A Publication of The Electricity Journal
Volume 8, Number 106 Wednesday, June 4, 1997
The White House could weigh in this week on the controversial plan by the Environmental Protection Agency to set new national ambient air quality standards for ozone and particulates. According to several industry sources, President Clinton has told EPA Administrator Carol Browner--who supports the new standards--and officials in the White House, including the influential National Economic Council--which opposes the plan--to come up with a solution.
Industry officials say they expect that the White House will force significant changes in the EPA proposal of last November, and that Vice President Al Gore, facing a challenge from House Democratic Leader Richard Gephardt (D-Mo.) for the Democratic presidential nomination in 2000, will pull the props out from under his former aide Browner. Recently, key Gephardt allies in Congress, including Rep. Rick Boucher (D-Va.), began organizing Democratic opposition to the Browner plan. State and local Democrats have also been bombarding the White House with opposition to EPA's proposal.
The fact that congressional challengers to the EPA plan have managed to rally organized labor to their cause "represents a profound challenge to Gore," says one industry lobbyist. "He needs labor either on his side or neutral when he takes on Gephardt. He can cut the puppet strings on Browner and the enviros have nowhere else to go."

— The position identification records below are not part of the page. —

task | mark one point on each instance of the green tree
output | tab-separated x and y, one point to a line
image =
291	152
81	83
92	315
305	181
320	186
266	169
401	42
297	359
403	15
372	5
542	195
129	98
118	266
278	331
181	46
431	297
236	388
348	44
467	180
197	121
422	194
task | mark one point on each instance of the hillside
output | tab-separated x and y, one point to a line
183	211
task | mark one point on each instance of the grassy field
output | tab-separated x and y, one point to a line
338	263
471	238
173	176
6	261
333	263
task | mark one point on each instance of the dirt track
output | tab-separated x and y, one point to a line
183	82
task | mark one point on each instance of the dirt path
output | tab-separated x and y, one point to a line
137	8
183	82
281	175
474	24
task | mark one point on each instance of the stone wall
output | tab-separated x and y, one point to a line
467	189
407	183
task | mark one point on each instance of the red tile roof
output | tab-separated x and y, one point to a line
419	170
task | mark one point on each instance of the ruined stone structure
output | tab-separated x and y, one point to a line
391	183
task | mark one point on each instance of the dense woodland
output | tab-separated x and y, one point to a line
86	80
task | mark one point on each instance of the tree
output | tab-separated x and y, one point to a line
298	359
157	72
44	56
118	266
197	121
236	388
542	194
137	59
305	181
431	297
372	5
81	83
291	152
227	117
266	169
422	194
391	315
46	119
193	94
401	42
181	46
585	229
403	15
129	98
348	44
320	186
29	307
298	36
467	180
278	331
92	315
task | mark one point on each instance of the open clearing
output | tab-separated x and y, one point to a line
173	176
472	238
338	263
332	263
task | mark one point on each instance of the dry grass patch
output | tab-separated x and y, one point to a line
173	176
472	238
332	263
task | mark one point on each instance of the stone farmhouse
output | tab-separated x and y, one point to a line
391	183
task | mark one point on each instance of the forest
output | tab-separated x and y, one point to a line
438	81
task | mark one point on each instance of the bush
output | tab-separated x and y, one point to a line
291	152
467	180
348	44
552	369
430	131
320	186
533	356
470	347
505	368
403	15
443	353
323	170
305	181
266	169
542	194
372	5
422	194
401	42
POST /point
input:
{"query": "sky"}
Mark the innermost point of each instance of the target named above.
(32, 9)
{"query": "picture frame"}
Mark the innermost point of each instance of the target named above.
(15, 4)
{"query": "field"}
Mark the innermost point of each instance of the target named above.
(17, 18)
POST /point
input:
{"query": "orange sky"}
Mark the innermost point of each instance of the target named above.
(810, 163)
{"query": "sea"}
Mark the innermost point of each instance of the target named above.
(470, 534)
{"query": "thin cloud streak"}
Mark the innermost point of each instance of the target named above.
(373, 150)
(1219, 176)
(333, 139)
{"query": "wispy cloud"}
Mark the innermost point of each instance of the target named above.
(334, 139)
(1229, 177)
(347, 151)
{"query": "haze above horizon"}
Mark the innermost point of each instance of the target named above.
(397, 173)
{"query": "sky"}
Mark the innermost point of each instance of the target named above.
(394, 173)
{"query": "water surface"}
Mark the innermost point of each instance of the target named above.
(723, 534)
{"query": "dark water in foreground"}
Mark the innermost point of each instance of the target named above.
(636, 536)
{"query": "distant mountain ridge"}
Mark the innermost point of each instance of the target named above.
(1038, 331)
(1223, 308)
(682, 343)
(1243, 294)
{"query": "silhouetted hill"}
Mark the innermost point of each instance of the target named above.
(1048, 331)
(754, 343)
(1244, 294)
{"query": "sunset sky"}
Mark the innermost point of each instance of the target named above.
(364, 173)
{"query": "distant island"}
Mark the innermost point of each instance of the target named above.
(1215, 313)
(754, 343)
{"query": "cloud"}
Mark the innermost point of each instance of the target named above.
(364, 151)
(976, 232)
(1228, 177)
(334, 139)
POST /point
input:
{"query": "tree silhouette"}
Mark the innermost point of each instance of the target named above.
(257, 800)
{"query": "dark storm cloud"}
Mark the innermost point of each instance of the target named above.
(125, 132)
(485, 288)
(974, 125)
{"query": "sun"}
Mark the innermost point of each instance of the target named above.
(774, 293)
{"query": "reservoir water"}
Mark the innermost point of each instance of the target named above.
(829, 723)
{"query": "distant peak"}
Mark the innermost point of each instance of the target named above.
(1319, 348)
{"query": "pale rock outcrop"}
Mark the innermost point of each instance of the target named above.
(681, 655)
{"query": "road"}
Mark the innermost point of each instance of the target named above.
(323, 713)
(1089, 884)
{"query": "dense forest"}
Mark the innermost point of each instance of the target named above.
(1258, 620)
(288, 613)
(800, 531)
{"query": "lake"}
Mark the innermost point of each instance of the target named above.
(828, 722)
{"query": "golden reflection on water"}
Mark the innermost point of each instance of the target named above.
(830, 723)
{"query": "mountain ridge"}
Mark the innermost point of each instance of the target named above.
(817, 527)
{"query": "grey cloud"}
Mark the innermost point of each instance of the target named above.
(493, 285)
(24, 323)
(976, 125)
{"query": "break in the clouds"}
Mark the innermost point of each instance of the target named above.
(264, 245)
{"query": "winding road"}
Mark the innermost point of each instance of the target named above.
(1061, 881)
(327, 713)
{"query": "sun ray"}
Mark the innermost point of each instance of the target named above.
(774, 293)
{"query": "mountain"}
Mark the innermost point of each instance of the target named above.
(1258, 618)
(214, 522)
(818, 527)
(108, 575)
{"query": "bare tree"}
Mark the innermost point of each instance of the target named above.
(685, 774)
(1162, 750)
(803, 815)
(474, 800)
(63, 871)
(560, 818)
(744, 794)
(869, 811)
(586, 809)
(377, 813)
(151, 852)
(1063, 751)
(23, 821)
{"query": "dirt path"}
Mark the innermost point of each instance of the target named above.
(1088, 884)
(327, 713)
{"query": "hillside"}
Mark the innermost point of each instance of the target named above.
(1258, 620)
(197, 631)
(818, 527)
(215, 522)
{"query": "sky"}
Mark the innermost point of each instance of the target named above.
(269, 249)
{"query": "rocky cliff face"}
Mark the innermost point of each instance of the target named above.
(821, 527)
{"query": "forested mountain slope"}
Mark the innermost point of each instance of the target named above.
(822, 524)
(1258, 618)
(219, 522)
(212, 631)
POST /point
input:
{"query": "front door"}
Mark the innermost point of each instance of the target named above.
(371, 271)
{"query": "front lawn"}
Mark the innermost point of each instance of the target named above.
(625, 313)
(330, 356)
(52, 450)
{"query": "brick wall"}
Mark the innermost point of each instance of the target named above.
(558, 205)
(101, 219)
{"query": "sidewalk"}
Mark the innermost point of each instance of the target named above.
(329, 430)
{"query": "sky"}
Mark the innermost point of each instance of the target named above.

Washington environmentalists are already expressing anxiety about Gore's role in the deliberations over the EPA standards. "The silence from Gore on this one is deafening," Gene Karpinski, of U.S. PIRG, told the Wall Street Journal last week. Karpinski is currently chairing a gathering of leaders of the major environmental groups in Washington, D.C., who meet frequently to coordinate policy and make sure they are all speaking with one voice.
For her part, Browner is holding firm. "While I have not made a final decision, I can tell you that we have not found anything in the public comments, no new science, that causes us to question the science of what we are proposing," she said last week. Browner's focus on electric utility generators as the major target also continues. "It's about large utilities," she told a House hearing last month. Areas now out of compliance on ozone would meet the standards "if they dealt with the utility emissions in their area. That's a fact."